Patrick Marleau Leaving Sharks Biggest News of Week in Bay Area Sports

The biggest news of the week – and here we emphasize "news" in its classic sense, as an event outside our current expectations or a new development on an old subject – was not the Warriors' crazed money-burning, or the Giants' sudden application of proper baseball techniques to a recognizable end.
 
It was Patrick Marleau leaving San Jose for, of all places, Toronto. It violated every assumption we made of the man and his market while on a secondary level making perfect sense.

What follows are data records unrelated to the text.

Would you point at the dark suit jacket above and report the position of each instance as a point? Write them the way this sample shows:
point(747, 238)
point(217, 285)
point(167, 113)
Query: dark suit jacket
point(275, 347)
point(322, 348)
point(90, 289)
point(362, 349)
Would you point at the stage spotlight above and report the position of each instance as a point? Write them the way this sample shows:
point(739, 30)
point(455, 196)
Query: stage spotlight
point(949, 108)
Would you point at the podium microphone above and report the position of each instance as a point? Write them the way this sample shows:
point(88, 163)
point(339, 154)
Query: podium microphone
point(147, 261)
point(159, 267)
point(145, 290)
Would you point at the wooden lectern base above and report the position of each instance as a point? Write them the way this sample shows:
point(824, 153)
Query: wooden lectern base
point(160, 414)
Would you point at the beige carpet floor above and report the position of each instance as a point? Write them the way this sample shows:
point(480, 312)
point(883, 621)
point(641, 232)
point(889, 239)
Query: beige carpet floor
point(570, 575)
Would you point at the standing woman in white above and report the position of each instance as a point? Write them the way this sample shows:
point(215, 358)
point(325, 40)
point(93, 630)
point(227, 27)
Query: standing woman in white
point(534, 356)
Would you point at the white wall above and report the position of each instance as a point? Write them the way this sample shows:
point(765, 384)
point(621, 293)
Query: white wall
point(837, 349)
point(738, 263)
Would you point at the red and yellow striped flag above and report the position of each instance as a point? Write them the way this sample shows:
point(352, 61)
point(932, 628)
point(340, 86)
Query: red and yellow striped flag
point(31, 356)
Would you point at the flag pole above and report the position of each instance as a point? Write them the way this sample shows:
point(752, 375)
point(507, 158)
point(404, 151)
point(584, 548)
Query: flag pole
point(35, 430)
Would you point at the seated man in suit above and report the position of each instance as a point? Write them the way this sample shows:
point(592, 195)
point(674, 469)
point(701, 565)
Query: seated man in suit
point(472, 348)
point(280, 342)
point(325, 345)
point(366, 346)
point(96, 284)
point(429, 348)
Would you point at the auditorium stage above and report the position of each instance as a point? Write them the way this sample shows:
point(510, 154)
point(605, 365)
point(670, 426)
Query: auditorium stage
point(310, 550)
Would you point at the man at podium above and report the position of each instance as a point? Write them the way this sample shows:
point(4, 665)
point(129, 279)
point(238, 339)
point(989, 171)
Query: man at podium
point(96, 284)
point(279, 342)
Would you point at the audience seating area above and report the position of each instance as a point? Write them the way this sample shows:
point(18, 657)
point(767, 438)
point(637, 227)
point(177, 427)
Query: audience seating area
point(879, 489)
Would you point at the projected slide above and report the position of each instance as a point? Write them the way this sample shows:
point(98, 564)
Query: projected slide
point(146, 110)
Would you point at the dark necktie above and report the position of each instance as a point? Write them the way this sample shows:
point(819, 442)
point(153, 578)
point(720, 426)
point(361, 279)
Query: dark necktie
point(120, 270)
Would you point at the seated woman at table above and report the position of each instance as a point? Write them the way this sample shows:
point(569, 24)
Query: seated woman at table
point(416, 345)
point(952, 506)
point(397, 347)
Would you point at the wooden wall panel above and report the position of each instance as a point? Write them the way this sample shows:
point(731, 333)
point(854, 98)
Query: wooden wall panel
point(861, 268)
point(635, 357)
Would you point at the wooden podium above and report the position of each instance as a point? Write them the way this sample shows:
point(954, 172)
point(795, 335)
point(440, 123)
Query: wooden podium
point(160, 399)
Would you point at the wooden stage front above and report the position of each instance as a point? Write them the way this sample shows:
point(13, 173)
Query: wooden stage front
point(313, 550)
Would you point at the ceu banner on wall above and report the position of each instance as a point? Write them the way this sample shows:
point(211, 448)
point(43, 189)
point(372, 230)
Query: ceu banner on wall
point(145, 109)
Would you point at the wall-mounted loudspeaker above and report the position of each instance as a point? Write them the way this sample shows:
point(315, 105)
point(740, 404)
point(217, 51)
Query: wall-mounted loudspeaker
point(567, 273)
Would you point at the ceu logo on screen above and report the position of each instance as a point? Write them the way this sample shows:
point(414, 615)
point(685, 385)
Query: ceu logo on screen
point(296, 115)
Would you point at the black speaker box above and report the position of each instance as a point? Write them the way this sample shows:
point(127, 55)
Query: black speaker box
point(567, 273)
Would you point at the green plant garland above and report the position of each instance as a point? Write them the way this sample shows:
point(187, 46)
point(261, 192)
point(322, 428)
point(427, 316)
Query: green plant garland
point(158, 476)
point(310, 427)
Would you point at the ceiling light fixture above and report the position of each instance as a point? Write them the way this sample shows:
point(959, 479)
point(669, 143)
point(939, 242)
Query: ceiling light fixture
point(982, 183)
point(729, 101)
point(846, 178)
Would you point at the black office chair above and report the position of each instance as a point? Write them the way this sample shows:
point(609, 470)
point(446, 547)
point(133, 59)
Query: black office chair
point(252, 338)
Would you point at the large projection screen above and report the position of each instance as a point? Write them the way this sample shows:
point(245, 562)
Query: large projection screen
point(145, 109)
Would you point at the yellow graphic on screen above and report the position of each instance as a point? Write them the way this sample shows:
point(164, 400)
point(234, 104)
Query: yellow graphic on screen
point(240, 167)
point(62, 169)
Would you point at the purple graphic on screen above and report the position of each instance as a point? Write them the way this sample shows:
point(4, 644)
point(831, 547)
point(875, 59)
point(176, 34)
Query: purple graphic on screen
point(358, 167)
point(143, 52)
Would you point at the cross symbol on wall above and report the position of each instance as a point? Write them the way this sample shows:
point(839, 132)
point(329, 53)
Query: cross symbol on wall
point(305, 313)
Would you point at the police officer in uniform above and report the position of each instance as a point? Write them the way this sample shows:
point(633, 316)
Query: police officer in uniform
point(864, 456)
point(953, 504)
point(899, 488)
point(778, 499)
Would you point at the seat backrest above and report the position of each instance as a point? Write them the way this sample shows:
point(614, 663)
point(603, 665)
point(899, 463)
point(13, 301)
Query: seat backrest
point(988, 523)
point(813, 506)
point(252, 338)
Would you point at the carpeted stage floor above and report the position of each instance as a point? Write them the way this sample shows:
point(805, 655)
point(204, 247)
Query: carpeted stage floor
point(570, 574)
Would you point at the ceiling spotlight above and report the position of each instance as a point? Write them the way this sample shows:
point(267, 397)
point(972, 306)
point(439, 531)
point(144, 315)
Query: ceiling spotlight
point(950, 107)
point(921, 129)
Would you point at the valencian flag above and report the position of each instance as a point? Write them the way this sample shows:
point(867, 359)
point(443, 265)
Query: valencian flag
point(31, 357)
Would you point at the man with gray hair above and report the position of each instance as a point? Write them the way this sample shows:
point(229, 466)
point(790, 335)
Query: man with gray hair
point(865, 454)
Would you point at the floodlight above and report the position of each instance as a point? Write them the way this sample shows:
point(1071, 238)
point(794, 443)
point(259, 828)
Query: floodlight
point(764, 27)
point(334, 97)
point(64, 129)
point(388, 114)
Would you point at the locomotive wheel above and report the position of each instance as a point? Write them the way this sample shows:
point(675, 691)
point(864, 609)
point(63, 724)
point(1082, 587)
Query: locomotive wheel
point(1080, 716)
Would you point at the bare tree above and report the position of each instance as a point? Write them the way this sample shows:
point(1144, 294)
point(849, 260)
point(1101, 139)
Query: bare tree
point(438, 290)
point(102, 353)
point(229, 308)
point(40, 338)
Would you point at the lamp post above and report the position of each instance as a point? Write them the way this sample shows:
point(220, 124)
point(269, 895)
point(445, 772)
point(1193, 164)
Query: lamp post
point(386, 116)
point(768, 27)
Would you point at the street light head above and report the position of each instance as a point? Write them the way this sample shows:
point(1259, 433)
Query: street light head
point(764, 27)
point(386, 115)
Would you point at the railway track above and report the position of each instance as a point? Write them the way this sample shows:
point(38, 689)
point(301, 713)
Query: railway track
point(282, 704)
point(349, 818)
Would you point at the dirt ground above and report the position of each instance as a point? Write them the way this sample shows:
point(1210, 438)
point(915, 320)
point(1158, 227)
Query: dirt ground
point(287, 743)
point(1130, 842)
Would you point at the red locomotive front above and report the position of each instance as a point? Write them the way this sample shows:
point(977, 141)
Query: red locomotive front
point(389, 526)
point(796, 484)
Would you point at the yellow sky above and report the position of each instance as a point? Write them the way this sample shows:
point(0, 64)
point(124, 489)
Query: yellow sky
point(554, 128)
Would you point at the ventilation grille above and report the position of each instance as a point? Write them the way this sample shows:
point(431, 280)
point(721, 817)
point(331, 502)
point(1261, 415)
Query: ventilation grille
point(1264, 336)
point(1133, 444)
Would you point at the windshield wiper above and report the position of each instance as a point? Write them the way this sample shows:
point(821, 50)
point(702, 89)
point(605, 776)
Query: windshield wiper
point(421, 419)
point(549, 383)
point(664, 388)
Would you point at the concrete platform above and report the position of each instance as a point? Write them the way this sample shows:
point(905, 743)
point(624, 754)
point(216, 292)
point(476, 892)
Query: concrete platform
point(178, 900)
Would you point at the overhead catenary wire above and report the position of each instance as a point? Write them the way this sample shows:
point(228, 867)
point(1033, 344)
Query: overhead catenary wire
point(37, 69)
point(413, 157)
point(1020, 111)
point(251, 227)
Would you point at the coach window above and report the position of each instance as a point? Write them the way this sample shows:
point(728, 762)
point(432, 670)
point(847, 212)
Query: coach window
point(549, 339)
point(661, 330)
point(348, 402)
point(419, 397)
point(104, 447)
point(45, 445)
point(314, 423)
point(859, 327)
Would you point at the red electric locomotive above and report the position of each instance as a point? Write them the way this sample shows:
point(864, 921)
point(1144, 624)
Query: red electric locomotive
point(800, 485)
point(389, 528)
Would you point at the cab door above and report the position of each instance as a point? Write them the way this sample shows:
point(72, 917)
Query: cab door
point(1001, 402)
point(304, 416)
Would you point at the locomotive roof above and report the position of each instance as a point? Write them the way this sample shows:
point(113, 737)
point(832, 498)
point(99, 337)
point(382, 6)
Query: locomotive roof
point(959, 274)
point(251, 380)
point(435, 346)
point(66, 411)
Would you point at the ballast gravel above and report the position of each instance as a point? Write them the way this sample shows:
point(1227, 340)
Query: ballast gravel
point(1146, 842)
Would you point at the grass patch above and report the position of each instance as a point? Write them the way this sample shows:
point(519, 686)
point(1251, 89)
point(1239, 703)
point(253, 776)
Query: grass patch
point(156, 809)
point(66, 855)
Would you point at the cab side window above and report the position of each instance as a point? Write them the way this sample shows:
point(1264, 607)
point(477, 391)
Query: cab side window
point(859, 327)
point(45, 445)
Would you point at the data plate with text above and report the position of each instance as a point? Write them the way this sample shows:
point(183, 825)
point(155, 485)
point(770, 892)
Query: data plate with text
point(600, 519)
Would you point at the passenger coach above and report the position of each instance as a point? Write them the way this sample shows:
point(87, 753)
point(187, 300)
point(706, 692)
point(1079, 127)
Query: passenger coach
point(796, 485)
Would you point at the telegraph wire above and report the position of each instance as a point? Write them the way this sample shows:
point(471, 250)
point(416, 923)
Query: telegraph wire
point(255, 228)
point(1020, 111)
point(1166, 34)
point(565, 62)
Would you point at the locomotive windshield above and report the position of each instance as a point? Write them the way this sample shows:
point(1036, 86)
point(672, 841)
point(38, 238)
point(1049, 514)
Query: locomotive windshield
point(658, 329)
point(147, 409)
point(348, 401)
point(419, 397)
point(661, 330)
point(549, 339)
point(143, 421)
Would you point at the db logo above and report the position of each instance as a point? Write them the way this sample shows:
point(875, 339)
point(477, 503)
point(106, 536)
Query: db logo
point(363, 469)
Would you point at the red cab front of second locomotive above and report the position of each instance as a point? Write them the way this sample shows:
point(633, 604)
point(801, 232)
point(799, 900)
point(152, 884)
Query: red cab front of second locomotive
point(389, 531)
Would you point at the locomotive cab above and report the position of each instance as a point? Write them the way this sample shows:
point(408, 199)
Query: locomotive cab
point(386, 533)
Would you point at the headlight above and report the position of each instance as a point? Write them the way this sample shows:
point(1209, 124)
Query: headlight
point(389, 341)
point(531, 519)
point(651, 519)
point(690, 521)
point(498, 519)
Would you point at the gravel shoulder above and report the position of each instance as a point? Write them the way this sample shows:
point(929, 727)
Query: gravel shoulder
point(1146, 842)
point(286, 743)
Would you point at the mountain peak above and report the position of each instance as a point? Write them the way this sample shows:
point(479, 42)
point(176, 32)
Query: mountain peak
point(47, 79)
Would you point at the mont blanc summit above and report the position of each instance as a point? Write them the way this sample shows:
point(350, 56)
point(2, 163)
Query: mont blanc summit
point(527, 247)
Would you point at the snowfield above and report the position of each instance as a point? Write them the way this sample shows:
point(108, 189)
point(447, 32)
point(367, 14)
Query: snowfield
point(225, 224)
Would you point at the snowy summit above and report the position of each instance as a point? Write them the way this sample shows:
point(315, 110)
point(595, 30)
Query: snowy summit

[RELATED: Iguodala shares 'a gem' when it comes to gaining free-agent leverage]
 
Andre Iguodala got a new deal, which was one million dollars per annum and one year longer than we thought the Warriors would be comfortable giving. Stephen Curry signed for the most money a fellow in his position could receive (though not nearly as much as he is worth, both to his organization and to the NBA as a whole). Kevin Durant agreed to defer his humongous payday for a bit, by a bit.
 
And the Giants caught a foundering Colorado team and a very Pittsburgh'y Pirate team at the right moment for their fading self-esteem, while making a lot of little roster moves that suggest a surreptitious rebuild that nobody believes the management would ever stand.
 
But it is Marleau, who did 18 years as a Shark, going to Toronto for three years and $18.75 million that was the biggest surprise – especially after his bosom mate, Joe Thornton, agreed to a one-year deal to stay.
 
And nobody saw that coming.
 
Marleau was a peculiarly great player in that he never seemed to fully satisfy. His skills were hailed but his consistency in exhibiting them was sometimes in doubt. He was, in that way, a bit like talented centers in the NBA, who are always judged by what we think they should always be able to do and what they actually end up doing.
 
His numbers are Hall of Fame quality, especially now that Dave Andreychuk has been elected to the HOF, but he lacks the signature moment or moments that define the word of mouth that helps make such a career. To this day, he befuddles people who learn that he scored 40 goals only once and achieved 90 points no times at all. He finished in the top three for a postseason award only once (the 2006 Lady Byng for being no trouble to anyone) and played in only three All-Star Games, and yet his numbers when compared to his fellow players puts him a group of second-level Hall of Famers with Ron Francis, Joe Nieuwendyk, Frank Mahovlich and Gilbert Perreault.
 
It also does not help him that he played for a franchise that is defined in part by its postseason underachievements. Nor, for that matter, that he was always the guy who avoided the limelight or attention on a team that needed all the sparks it could get in a crowded entertainment field. He was very good at being "there" while being virtually undetectable.
 
And his new destination is the hockey media capital of the universe, where nothing he does (or does not do) will go undissected, and the privacy he and his family so cherished in California will be a thing of the past. He will not be under a microscope as much as under a magnifying class as wielded by a bully who likes burning things, especially when you consider that he will be a 40-year-old when his contract enters its final year.
 
In other words, he went to the place where the radar doesn't let anything fly beneath it. He is taking center stage after decades of having been used to working in the wings, at a time when most players appreciate less notice rather than more.
 
So in all these ways and probably dozens more only he knows, Marleau the Leaf is an amazing development, and at only one-third the Iguodala price and one-tenth that of Curry.
 
In other words, sometimes the biggest news comes at a bargain. Not always, but for Patrick Marleau, that seems to be the one thing that does make sense about this seemingly nonsensical bit of real news.